# A little fun at our train club last night



## gunrunnerjohn (Nov 10, 2010)

I was testing a guy's MTH A-B-A that I just repaired, and I figured it needed a little load test.  I believe this is 65 cars, we just kept adding them until the yard was empty.


----------



## sjm9911 (Dec 20, 2012)

I would have to say it passed. The caboose was a nice touch. Nice club, it looks huge.


----------



## I Am Fasha (Apr 2, 2013)

Very cool!


----------



## Fire21 (Mar 9, 2014)

Power has always been impressive! As Tim, the tool man, Taylor would say, "Arh Arh Arh!!"


----------



## DonR (Oct 18, 2012)

Very impressive, John.

But I was stunned, shocked and
dismayed to see the lights in that
caboose flicker. And not just once.

Gasp. Where is the track cleaner! 

Don


----------



## gunrunnerjohn (Nov 10, 2010)

Truthfully, we probably could clean the tracks, don't remember the last time we ran that around. We usually have a club meeting once a month, and I hook up the cleaning car to a locomotive and turn it loose during the meeting. Since the layout is one huge continuous loop of 400+ feet in this configuration, that gets all the mainline.


----------



## Big Ed (Jun 16, 2009)

What........No horn? :dunno:

Where is that in a basement John?
What does the light say over the doorway?


----------



## rrgrassi (May 3, 2012)

Were all three locomotives powered?


----------



## Patrick1544 (Apr 27, 2013)

Wow that's some looong... Train. Nice layout room. Lots of space I bet.


----------



## California RailFan508 (Jul 2, 2013)

Now that is some major power there. As rrgrassi asked, was all three units (A-B-A) powered in this video?


----------



## gunrunnerjohn (Nov 10, 2010)

Hmm... My reply disappeared, that's not supposed to happen to me! 

Two powered units, the B is a dummy. Four motors doing the work.

The layout has well over 400 feet of track in the continuous mainline, you run around lots of curves, tunnels, etc. and there are two reverse loops so a complete circuit covers all the mainline track. Most of the layout is our modules that go on the road, we "store" them in Harry's basement and then we come and play with them.


----------



## norgale (Apr 4, 2011)

I'm glad that the horn didn't blow. One thing I can't stand is engineers blowing the horn where there is no reason for the horn to blow. Same with the bells. Nice video John and it looks like a very nice layout there too. Maybe you could do a tour of the whole thing sometime--- with the trains running of course. Pete


----------



## Big Ed (Jun 16, 2009)

The horn probably doesn't work. 

I guess the light says nothing either.:dunno:


----------



## gunrunnerjohn (Nov 10, 2010)

This one is my two PRR U28C locomotives with 115 cars in a mixed freight.
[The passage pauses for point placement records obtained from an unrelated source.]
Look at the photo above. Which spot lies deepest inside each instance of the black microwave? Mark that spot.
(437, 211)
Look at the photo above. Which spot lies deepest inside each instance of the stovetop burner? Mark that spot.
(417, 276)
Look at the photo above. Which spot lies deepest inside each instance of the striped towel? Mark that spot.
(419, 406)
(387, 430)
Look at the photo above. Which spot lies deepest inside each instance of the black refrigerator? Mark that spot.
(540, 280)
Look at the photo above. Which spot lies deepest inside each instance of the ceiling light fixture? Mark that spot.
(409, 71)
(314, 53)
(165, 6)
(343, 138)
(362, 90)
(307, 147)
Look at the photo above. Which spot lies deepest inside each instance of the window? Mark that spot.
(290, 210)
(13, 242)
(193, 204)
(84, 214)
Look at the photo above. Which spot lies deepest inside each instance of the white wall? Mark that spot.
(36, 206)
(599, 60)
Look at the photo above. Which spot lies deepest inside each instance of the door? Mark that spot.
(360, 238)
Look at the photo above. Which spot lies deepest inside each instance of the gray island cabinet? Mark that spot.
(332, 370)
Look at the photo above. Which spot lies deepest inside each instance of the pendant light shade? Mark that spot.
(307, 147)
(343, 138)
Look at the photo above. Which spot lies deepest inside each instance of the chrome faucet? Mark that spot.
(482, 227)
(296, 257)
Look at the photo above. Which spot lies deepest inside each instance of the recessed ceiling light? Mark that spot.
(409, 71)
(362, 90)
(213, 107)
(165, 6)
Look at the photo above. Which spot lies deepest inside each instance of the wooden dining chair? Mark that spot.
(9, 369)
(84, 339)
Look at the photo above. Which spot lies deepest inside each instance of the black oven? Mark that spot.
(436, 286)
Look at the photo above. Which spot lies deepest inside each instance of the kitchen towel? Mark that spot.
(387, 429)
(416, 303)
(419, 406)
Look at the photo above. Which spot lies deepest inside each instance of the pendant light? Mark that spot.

Yes, the traction tires on the two engines have a little wear on them now!


----------



## gunrunnerjohn (Nov 10, 2010)

norgale said:


> I'm glad that the horn didn't blow. One thing I can't stand is engineers blowing the horn where there is no reason for the horn to blow


Oh, and the horns are for all the crossings, there are several here and also on the other side of the room behind the camera.


----------



## Big Ed (Jun 16, 2009)

gunrunnerjohn said:


> This one is my two PRR U28C locomotives with 115 cars in a mixed freight. Yes, the traction tires on the two engines have a little wear on them now!


This site is screwed up today, John.

My you tube link did not work either.

And when you go to quote or multiquote that is screwed up too.


----------



## Big Ed (Jun 16, 2009)

Matter of fact go and try to look at some old you tubes that have been posted here.

They all show up as blanks.


----------



## norgale (Apr 4, 2011)

That's that damned Google doing that. I can't get to any of my old videos since they became involved with YT and I am mad about that. Last night I downloaded a video to 'My Pictures' and although the video showed that it was there It wouldn't transfer to Photobucket. When I transfered it to YT it all went fine. I swear google is in my computer telling it what to do. pete


----------



## norgale (Apr 4, 2011)

I don't mind the horns blowing for a reason like a crossing. It's when they blow out in the country and there's nothing around for miles that bugs me. Pete


----------



## golfermd (Apr 19, 2013)

Very cool. What was the repair?


----------



## gunrunnerjohn (Nov 10, 2010)

My second YouTube of the 115 car train shows up fine for me.

Here's the direct link: http://www.youtube.com/watch?v=H4r59BcEEjo&feature=player_detailpage


----------